Когда Робертсон после своей успешной «Истории Шотландии» долго был нерешителен в своих замыслах и все еще не практиковался в том любопытном исследовании, которое привычно занимает этих людей литературы, его поклонники почти потеряли его популярные произведения, если бы счастливое знакомство с доктором БИРЧЕМ не позволило ему открыть запертые книги и испить из запечатанных источников. РОБЕРТСОН признался в своем неадекватном знании и своей переполняющей благодарности в письмах, которые я напечатал в другом месте. Предложение человека литературы открыло карьеру многим претендентам. Намек от УОЛША передал новую концепцию английской поэзии одному из ее мастеров. Знаменитый трактат ГРОЦИЯ о «Мире и войне» был спроектирован ПЕЙРЕСКОМ. О МАЛЬЯБЕКИ, который знал все книги и никогда не написал ни одной, говорили, что своими диффузными сообщениями он в некотором отношении был причастен ко всем великим работам своего времени. Сэр РОБЕРТ КОТТОН значительно помог КЕМДЕНУ и СПИДУ; а тот отшельник литературы, БЕЙКЕР из Кембриджа, всегда снабжал своими бесценными исследованиями Бернета, Кеннета, Хирна и Миддлтона. Скрытую помощь, которую люди литературы оказывают авторам, можно сравнить с теми подземными потоками, которые, впадая в просторные озера, хотя и не замечены, увеличивают воды, привлекающие внимание публики.

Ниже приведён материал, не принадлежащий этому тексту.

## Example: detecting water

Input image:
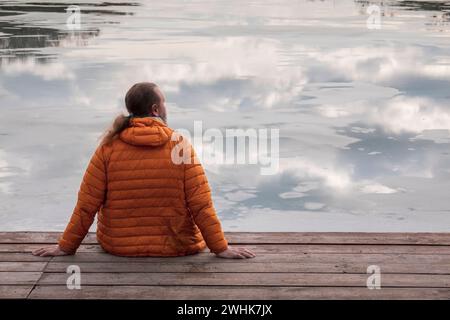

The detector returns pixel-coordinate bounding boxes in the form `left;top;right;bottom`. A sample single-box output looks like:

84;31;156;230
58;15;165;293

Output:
0;0;450;231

Граф ДЕ КЕЙЛЮС, прославленный своими коллекциями и своим щедрым покровительством художникам, нанес последние штрихи к этой картине человека литературы со всей деликатностью и теплотой автопортретиста.
«Его слава ограничена лишь той силой, которую он имеет, чтобы быть однажды полезным литературе и искусствам; ибо вся его жизнь занята сбором материалов, которыми ученые люди и художники не пользуются до смерти того, кто их накопил. Это доставляет ему очень ощутимое удовольствие трудиться в надежде быть полезным тем, кто следует тем же курсом исследований, в то время как есть так много тех, кто умирает, не выполнив долг, который они несут перед обществом».

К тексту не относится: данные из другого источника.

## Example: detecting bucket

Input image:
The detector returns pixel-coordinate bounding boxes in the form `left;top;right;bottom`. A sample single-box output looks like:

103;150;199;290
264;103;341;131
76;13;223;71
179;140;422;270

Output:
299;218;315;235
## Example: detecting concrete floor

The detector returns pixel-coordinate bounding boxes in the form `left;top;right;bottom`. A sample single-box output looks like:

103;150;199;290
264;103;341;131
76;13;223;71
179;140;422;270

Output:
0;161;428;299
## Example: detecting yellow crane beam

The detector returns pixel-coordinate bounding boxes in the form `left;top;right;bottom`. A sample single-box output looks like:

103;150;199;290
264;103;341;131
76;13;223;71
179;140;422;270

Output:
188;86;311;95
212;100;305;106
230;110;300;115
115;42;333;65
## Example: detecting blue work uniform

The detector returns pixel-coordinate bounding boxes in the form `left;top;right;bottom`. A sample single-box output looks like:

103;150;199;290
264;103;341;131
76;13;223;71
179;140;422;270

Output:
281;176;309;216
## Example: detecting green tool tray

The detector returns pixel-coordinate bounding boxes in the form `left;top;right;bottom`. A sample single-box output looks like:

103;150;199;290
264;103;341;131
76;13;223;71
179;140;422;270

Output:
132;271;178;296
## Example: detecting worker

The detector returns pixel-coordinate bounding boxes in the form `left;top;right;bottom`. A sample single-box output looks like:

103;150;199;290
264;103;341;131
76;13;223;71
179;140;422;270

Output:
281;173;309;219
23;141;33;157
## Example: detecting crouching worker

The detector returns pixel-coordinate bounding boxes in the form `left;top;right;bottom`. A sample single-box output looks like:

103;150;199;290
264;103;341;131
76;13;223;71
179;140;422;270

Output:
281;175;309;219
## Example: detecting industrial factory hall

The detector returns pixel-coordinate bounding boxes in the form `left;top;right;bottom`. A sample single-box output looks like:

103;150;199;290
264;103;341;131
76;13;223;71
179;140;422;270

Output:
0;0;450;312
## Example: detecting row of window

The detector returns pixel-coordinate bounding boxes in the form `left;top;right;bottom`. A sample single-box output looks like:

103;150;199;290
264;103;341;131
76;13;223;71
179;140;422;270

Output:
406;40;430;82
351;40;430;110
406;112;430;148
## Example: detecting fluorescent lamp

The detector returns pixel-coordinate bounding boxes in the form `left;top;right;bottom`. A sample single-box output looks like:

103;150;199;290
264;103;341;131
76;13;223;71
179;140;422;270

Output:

Таким человеком литературы, по-видимому, был покойный лорд ВУДХАУСЛИ. Мистер Маккензи, возвращаясь из литературного уединения его светлости, встречая мистера Элисона, прекрасно сказал, что «он надеялся, что едет в Вудхаусли; ибо никто не мог поехать туда, не став счастливее, или вернуться оттуда, не став лучше».

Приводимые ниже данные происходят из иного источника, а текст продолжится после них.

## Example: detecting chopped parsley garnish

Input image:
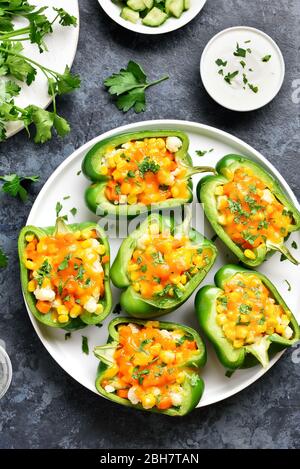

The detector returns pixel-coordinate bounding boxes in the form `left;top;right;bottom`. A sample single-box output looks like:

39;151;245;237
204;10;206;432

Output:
239;304;252;314
70;207;77;217
138;156;160;176
216;59;227;67
81;335;90;355
248;83;258;93
261;55;272;62
57;254;71;270
285;280;292;291
224;70;239;85
233;43;249;57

Стоит ли нам тогда колебаться, утверждая, что этот класс литературных людей формирует полезный, а также избранный порядок в обществе? Мы видим, что их досуг — это не бездельние, что их исследования не бесплодны для публики и что их мнения, очищенные от страстей и предрассудков, всегда являются самыми здравыми в нации. Они — советники, с которыми могут консультироваться государственные деятели; отцы гения, к которым авторы и художники могут обращаться за помощью, и друзья всех народов; ибо мы сами были свидетелями во время тридцатилетней войны, что ЛЮДИ ЛИТЕРАТУРЫ в Англии все еще были объединены со своими братьями во Франции. Обитель сэра ДЖОЗЕФА БЭНКСА была всегда открыта для каждого литературного и научного иностранца; в то время как желание, выраженное или сообщение, написанное этим ЧЕЛОВЕКОМ ЛИТЕРАТУРЫ, даже уважалось политической властью, которая, не признавая никаких других прав, отдавала добровольную дань требованиям науки и привилегиям литературы.
ГЛАВА XXII.
Литературная старость все еще учится. — Влияние поздних исследований в жизни. — Занятия в преклонном возрасте литературного характера. — О литературных людях, которые умерли за своими исследованиями.